You should be able to see all your paired FASTQ files - if not, try to troubleshoot the scp command or ask for help.

  1. Navigate back to your /home/username/16S_microbiome_wf/scripts folder, and from there submit the dag.
cd ~/16S_microbiome_wf/scripts
condor_submit_dag test_project_dag.dag
  1. Check your DAG’s status with:
condor_q

At this point, you can log out of chtc, the job will still be running. Just log back in later to see the job progress by typing condor_q again.

If after typing condor_q you notice that one of your jobs went on hold, you can try to identify the reason by typing condor_q -hold or condor_q -hold jobID, where jobID is the number in the last column of the terminal printout for condor_q. Carefully read the message, and it might tell you that there was an issue during file transfer input or output. Common mistakes are incorrect file naming, in which case you will see something like “file not found”. Carefully read that the path of the file it is trying to transfer is correct and exists.

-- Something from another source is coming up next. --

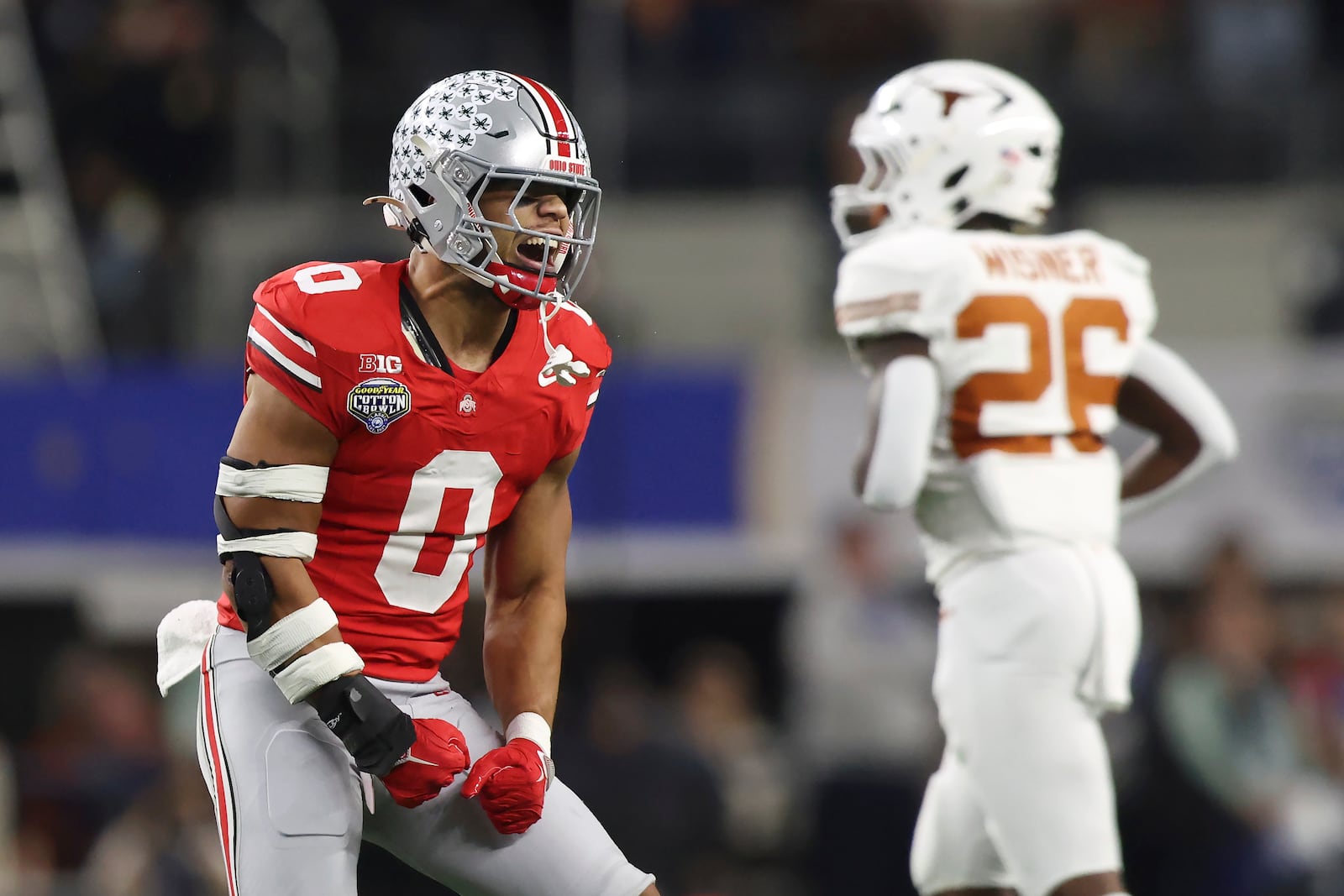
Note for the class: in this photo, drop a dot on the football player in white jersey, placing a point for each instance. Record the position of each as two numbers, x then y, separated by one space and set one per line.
1000 359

  1. The result for each job should appear within its respective output file within the /staging/$NETID/$PROJECT directory.

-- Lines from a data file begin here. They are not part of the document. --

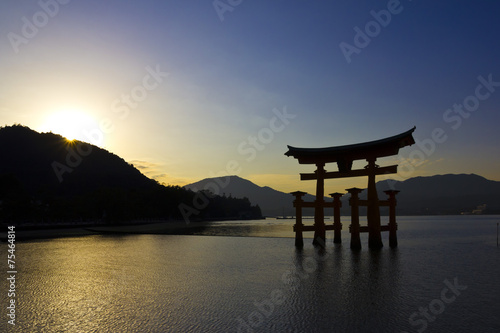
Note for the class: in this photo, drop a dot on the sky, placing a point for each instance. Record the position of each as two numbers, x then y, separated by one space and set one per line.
187 90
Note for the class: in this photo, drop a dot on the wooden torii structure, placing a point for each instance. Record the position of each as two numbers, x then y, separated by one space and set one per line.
344 157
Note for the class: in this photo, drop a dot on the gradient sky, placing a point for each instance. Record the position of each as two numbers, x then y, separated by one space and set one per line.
231 70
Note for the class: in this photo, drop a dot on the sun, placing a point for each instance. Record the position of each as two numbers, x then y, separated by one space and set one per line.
72 124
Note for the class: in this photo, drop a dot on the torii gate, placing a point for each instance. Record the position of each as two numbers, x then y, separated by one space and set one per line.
344 157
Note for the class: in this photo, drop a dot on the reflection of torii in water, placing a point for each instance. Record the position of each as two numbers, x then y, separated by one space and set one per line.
344 157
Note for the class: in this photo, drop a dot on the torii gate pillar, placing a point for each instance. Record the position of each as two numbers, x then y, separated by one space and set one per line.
373 211
319 212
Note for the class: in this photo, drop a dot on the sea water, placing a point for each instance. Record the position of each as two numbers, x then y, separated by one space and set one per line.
443 277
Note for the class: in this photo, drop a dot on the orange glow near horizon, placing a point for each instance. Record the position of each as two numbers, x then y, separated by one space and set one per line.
71 124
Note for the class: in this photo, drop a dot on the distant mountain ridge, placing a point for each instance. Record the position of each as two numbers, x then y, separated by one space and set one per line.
47 179
270 201
435 195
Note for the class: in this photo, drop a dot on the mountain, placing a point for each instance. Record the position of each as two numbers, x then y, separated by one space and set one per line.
46 178
436 195
270 201
444 194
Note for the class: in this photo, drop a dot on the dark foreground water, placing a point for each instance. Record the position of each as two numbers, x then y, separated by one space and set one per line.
444 277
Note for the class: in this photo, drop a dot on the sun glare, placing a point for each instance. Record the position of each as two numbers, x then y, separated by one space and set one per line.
72 124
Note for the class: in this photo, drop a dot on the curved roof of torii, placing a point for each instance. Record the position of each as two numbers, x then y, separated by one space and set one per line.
344 155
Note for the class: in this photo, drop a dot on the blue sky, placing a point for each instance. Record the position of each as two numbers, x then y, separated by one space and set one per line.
221 83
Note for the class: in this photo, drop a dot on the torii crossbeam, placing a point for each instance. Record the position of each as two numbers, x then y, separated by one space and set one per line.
344 156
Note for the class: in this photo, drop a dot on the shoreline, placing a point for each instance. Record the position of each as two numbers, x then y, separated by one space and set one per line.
159 228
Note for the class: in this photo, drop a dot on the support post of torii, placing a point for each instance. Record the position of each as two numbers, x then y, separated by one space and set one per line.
298 227
393 226
354 228
337 226
373 211
319 212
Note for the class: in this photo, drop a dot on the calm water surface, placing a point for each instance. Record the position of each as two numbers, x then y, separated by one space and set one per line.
444 277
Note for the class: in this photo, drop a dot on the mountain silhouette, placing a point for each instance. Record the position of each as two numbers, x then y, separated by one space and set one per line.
45 178
435 195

  2. Transfer your files from CHTC to your computer once the job is correctly completed. The /staging folder is intended for short-term storage of large files, but it does not guarantee long-term backup or permanence. Files may be automatically deleted after a certain period of time. Additionally, you should transfer your output files before submitting your next DAGMan workflow, because by default the workflow will generate output files with the same names. If the files remain in staging, they will be overwritten by the new run unless you manually rename them or follow the same procedure to make a new .dag file with a new project folder name. One recommended way to transfer files to local is shown below:

To do so, open a new Terminal window.

In terminal, navigate to the location you want the files to go on your device:

cd ~/Downloads
mkdir -p my_chtc_results
cd my_chtc_results
sftp netid@ap2002.cthc.wisc.edu
cd /staging/username/project
get -r *
exit

Another method to transfer the outputs files are:

# Make the output folders wherever you want:
cd ~/Downloads
mkdir -p my_chtc_results
cd my_chtc_results
# replace the netid and the file paths as appropriate, the ./ means transfer these files to the current directory, which would be my_chtc_results in this case 
scp -r bbadger@ap2002.chtc.wisc.edu:/staging/bbadger/project ./

Next steps

The .qza (artefacts) and qzv (vizualisations) can be opened using the Qiime2 View website (https://view.qiime2.org/). From your laptop, where you downloaded your CHTC results files, drag and drop them onto the qiime2 View website to view the plots, tables, etc. The qza files are actually zipped files, so you can also unzip them like a regular .zip file.